AutoDock-GPU
AutoDock-GPU copied to clipboard
Invocations to __syncthreads() and barrier() in calcMergeEneGra{.cu/.cl}
Hi,
By comparing the CUDA and OpenCL versions of gpu_calc_energrad()
(develop branch), I found the following invocations to __syncthreads()
do not have their barrier()
counterparts:
- https://github.com/ccsb-scripps/AutoDock-GPU/blob/develop/cuda/calcMergeEneGra.cu#L414
- https://github.com/ccsb-scripps/AutoDock-GPU/blob/develop/cuda/calcMergeEneGra.cu#L696
- https://github.com/ccsb-scripps/AutoDock-GPU/blob/develop/cuda/calcMergeEneGra.cu#L816
It seems to me these __syncthreads()
invocations are not required, but I might be missing something.

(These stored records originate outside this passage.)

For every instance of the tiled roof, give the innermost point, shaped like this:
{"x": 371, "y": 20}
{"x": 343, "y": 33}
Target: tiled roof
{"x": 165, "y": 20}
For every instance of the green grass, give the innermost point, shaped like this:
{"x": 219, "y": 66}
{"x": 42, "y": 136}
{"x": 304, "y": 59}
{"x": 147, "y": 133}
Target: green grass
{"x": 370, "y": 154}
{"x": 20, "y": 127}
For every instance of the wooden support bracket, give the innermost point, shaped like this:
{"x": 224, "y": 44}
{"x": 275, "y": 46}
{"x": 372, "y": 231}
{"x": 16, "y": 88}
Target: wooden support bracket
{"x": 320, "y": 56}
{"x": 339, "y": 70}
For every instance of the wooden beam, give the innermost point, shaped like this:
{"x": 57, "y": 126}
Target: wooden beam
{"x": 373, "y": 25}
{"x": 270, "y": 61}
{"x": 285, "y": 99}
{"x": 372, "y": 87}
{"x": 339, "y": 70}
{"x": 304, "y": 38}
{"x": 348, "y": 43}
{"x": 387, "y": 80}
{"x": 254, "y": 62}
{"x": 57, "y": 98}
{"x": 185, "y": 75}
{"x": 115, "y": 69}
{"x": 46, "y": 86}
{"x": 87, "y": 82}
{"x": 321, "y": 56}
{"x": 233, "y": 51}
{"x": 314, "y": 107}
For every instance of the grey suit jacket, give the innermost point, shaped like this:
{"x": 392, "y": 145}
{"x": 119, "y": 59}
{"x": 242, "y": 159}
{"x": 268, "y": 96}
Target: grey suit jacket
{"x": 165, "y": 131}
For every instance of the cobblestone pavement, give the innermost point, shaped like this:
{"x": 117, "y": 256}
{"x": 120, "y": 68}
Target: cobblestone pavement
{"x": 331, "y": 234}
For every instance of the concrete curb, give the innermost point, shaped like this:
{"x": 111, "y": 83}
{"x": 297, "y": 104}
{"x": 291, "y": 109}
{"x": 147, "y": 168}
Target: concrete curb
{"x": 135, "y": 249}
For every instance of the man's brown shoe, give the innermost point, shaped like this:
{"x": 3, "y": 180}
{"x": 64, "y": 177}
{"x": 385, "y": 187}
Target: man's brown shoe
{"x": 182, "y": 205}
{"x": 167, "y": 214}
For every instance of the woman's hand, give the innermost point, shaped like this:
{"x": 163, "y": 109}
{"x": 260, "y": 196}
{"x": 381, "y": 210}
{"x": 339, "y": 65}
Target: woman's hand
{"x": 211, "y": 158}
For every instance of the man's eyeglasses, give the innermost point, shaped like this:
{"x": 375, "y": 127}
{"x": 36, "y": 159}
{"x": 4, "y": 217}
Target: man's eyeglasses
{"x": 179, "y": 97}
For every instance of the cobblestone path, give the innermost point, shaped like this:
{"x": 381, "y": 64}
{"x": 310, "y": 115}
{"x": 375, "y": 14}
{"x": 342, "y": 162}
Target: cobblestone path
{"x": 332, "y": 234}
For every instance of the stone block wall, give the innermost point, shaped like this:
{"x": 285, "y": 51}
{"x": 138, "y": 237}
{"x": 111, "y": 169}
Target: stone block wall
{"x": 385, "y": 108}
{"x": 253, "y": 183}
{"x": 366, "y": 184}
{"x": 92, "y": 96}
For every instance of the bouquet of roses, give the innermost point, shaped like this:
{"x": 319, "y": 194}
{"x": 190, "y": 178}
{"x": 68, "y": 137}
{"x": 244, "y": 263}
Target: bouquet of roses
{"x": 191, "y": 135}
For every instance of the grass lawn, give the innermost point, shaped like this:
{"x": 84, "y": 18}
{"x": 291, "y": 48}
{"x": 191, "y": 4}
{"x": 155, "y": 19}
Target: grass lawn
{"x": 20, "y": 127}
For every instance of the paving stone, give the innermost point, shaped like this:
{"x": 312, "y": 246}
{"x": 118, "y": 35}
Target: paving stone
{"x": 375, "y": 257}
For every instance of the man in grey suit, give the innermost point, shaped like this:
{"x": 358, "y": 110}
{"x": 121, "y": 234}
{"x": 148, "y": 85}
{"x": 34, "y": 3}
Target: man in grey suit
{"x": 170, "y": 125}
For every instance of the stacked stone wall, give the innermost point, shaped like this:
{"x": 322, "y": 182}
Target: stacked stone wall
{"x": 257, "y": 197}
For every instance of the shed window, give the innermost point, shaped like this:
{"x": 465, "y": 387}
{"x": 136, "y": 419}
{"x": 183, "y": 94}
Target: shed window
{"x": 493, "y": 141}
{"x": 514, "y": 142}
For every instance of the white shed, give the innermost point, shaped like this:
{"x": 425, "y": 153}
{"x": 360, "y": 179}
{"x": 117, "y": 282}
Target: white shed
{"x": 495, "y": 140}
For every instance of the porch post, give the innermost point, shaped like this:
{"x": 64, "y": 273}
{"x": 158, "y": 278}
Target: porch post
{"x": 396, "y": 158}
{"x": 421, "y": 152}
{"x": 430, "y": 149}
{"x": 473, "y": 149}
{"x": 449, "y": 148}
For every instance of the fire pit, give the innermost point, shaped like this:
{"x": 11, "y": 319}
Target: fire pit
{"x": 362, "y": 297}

Also, running few tests after removing such __syncthreads()
results in virtually no performance benefits.
Could you please check and comment on that?
@L30nardoSV Those synchronization points (along with thread fences - which i did remove after thorough testing) where put in there during the later stages of bug hunting and since they don't hurt performance I didn't mind leaving them in.
So yes, you are probably correct but I might also be missing something ;-)
Edit: Also, I don't think a corresponding barrier is needed on the OpenCL side ...